Letters from Isaac Bearfoot to E.B. Reed, 1887-1888
Transcription #1:

Dec 10. 87
Dear Mr. Reed,
Mr. Sharpe, Warden,
Dresden has just told me
that he had sent me fifty
dollars on a/c which came
after I left here last week, and
was sent on to Pelee Island –
failing to reach the island I have
not received the money yet.
He has also sent me (today)
nine dollars, making in all
fifty-nine dollars – or a total
of one hundred and sixty nine
dollars ($169.00) for the seventeen
months of my incumbency at
Dresden. I am laid up with
a severe bronchial trouble –
Yours Truly
I. Bearfoot


Document #1:









Transcription #2:

From I. Bearfoot
[Stamp Ends]

May 22. 1888
EB Reed Esq
Sec’y.
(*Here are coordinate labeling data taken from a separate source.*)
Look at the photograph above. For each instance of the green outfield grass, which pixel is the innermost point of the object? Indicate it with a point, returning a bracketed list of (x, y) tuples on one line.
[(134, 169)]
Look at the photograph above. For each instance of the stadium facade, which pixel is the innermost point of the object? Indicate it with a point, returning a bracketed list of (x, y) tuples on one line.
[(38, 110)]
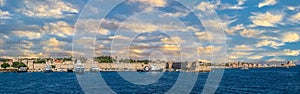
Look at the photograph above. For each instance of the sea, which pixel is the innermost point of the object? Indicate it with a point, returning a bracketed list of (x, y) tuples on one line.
[(233, 81)]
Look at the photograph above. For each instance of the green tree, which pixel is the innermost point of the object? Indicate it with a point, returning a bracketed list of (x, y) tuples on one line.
[(5, 65), (18, 64), (53, 66)]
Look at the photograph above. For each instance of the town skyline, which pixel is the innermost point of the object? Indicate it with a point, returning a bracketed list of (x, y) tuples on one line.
[(256, 30)]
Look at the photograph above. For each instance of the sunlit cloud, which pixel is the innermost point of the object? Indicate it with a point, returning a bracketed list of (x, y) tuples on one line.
[(5, 15), (266, 19), (270, 43), (48, 8), (290, 37), (267, 3), (28, 34)]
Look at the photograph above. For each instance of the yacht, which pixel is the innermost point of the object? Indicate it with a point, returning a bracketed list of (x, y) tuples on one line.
[(48, 68), (244, 68), (22, 69), (79, 67), (94, 69), (154, 68)]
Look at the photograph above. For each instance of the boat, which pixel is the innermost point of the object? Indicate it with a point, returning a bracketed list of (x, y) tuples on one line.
[(48, 69), (22, 69), (70, 69), (151, 68), (244, 68), (94, 69), (154, 68), (79, 67)]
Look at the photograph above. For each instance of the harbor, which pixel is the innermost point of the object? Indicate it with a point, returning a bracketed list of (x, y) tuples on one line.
[(93, 65)]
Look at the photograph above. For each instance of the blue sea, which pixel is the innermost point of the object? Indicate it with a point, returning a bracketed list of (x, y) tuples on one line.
[(252, 81)]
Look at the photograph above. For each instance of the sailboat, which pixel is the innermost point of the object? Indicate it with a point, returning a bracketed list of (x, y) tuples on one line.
[(245, 68), (79, 67), (48, 68)]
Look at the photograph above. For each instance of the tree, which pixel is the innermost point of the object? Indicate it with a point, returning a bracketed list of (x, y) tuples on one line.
[(5, 65), (53, 66), (18, 64)]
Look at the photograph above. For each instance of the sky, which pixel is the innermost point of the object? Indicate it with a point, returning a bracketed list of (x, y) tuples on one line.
[(206, 30)]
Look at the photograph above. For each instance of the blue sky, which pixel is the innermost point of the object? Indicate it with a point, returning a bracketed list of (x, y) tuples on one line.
[(254, 30)]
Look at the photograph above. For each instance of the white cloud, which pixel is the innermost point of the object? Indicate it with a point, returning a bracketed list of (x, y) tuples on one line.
[(249, 33), (150, 4), (270, 43), (266, 19), (206, 7), (157, 3), (295, 18), (289, 52), (234, 29), (290, 37), (28, 34), (59, 28), (209, 49), (237, 6), (2, 2), (53, 42), (4, 15), (255, 57), (243, 48), (48, 8), (1, 41), (267, 3), (140, 26)]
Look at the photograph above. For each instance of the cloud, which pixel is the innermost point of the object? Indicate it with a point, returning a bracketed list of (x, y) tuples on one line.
[(290, 37), (255, 57), (27, 44), (150, 4), (53, 42), (289, 52), (157, 3), (176, 39), (270, 43), (141, 26), (28, 34), (168, 47), (48, 8), (206, 7), (234, 29), (209, 49), (266, 19), (2, 3), (267, 3), (276, 59), (295, 18), (237, 6), (59, 28), (5, 15), (249, 33), (1, 41), (243, 48)]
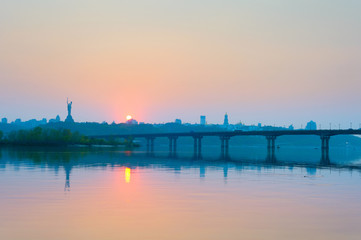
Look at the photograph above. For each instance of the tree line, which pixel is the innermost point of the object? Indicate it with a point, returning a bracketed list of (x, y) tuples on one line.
[(53, 137)]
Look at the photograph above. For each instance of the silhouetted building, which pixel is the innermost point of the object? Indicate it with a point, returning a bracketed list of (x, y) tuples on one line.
[(69, 118), (225, 122), (311, 125), (57, 119), (132, 121), (17, 121), (203, 120)]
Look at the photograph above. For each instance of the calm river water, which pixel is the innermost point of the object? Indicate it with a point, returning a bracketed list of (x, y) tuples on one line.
[(106, 193)]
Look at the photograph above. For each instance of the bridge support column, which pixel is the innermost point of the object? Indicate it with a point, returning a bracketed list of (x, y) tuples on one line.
[(175, 145), (271, 146), (197, 147), (271, 142), (152, 144), (148, 144), (224, 147), (325, 147), (172, 146)]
Diocese of Huron
Dear Sir,
I shall be
obliged if you will bring up
at the meeting of the Executive
Committee to be held next
month, the subject contained
in my previous letter which
I asked you to present at
the meeting of the Com-
mittee held in March last,
but which you do not seem
to have done,
Yours Truly
I. Bearfoot


Document #2:









Transcription #3:

Augt 22d ‘88
Dear Mr Reed,
I shall be much
obliged if you will kindly
present the within application
to the Executive Committee
at their first next meeting
Yours Truly
I. Bearfoot

P.S. I hope that the “arrears”
due me from Dresden will
then be paid me

Document #3:





Transcription #4:

From I. Bearfoot
[Stamp ends]
Nov. 5. 1888
Dear Mr. Reed,
Will you kindly
inform what action was taken
by either the Mission Committee
or the Executive Committee with
reference to the arrears of stipend
due me from Dresden; also if
an appointment has been made
for Dresden.
Yours Truly
I Bearfoot

E.B. Reed Esq:


Document #4:











1. Edward Francis Wilson, An Account of the Opening of a New Mission to the Indians of the Diocese of Huron, Canada (Sarnia: The “Observer” Steam Job Press, 1869), 5.
2. Edward Francis Wilson, An Account of the Opening of a New Mission to the Indians of the Diocese of Huron, Canada (Sarnia: The “Observer” Steam Job Press, 1869), 4.
3. Bonnie Sue Lewis, Creating Christian Indians: Native Clergy in the Presbyterian Church (Norman: University of Oklahoma Press, 2003), 162.